Сабиниан, уходя, бросил улитку в шута. Шутки были старыми, но, по крайней мере, они отвлекли Фасция и его отца от серьёзного стоического обсуждения моральных опасностей театра. Первый рассуждал о том, как люди, наблюдая за театром, учатся прелюбодействовать, совершать инцест и убийства, и прочей ерунде.
Еда пока была вкусной. Улитки, приготовленные в соусе из вина и петрушки, яйца, фаршированные рублеными раками, салат из рукколы, кервеля и салата-латука. В таком состоянии он часто испытывал зверский голод. После вчерашних ночных стараний Гордиан сосредоточился на улитках и выковырял салат из салата. А ещё – немало шерсти укусившей его собаки.
Ему требовалась вся возможная помощь, если он хотел выступать снова.
Партенопа и Хиона ожидали именно этого. Следующим блюдом должен был стать губан. Ни одна рыба не была так одержима совокуплением. Как говорится, он ещё более жаден до оргазма.
Занавеси раздвинули. Вместо пышной процессии слуг, несущих подносы с радужными рыбами, вошёл офицер. Это был Педий, усталый и покрытый пятнами от долгой скачки. Он был одним из двух трибунов, отправившихся в Ламбаесис с Аррианом. Все боги, пусть Арриан будет жив, пусть его друг будет жив.
Педий наклонился и тихо заговорил на ухо старшему императору.
Все ждали.
С бесстрастным лицом стоял отец Гордиана, совершая возлияние. Красное вино расплескалось по мраморному полу.
«Капелиан находится под домашним арестом. 3-й Августовский легион наш, а вместе с ним и провинция Нумидия».

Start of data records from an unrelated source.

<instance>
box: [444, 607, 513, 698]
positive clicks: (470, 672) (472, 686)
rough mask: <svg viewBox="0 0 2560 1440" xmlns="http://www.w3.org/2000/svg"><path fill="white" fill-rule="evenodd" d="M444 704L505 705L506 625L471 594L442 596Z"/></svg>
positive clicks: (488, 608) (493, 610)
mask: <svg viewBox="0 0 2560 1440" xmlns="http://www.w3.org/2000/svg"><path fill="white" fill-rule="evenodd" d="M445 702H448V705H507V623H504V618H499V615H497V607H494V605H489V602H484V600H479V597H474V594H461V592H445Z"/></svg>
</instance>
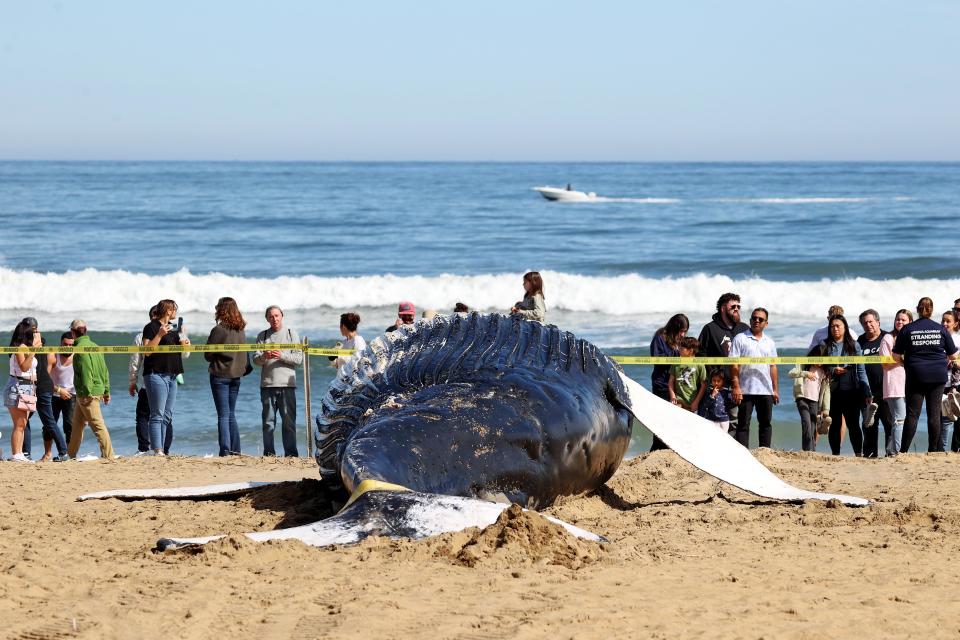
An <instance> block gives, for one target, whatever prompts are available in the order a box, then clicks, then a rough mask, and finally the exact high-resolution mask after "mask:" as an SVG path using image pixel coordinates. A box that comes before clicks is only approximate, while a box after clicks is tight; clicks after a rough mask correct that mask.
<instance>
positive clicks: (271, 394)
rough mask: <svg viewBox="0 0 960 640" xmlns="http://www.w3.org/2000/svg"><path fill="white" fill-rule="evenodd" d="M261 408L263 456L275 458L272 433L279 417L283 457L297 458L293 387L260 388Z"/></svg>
mask: <svg viewBox="0 0 960 640" xmlns="http://www.w3.org/2000/svg"><path fill="white" fill-rule="evenodd" d="M260 404H261V405H262V407H263V413H262V417H263V455H265V456H275V455H277V451H276V449H275V448H274V441H273V432H274V430H275V429H276V425H277V414H279V415H280V422H281V425H282V427H281V428H282V438H283V455H285V456H289V457H297V456H299V455H300V453H299V452H298V451H297V389H296V388H295V387H260Z"/></svg>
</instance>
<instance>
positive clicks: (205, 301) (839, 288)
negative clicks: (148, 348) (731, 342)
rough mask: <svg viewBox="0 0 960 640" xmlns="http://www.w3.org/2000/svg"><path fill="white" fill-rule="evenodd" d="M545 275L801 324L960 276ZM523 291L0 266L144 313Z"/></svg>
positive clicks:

Все вскочили на ноги, пожимая руки, хлопая друг друга по спине и возливая вино богам. Сабиниан уронил кубок, запачкав тогу.
«Отец, — прокричал Гордиан, перекрывая шум, — вот вам и прорицатели с их так называемыми чудесами. Теперь ничто не помешает нам добраться до Рима».
Шум утих. В неловкой тишине некоторые гости, зажав большой палец между пальцами, отводили взгляд от зловещих слов.
«Даже последователь Эпикура не должен насмехаться над богами, — лицо его отца было серьёзным. — И вот слова астролога. Звёзды предсказывают…
«Мы больше не увидим Рима, но утонем».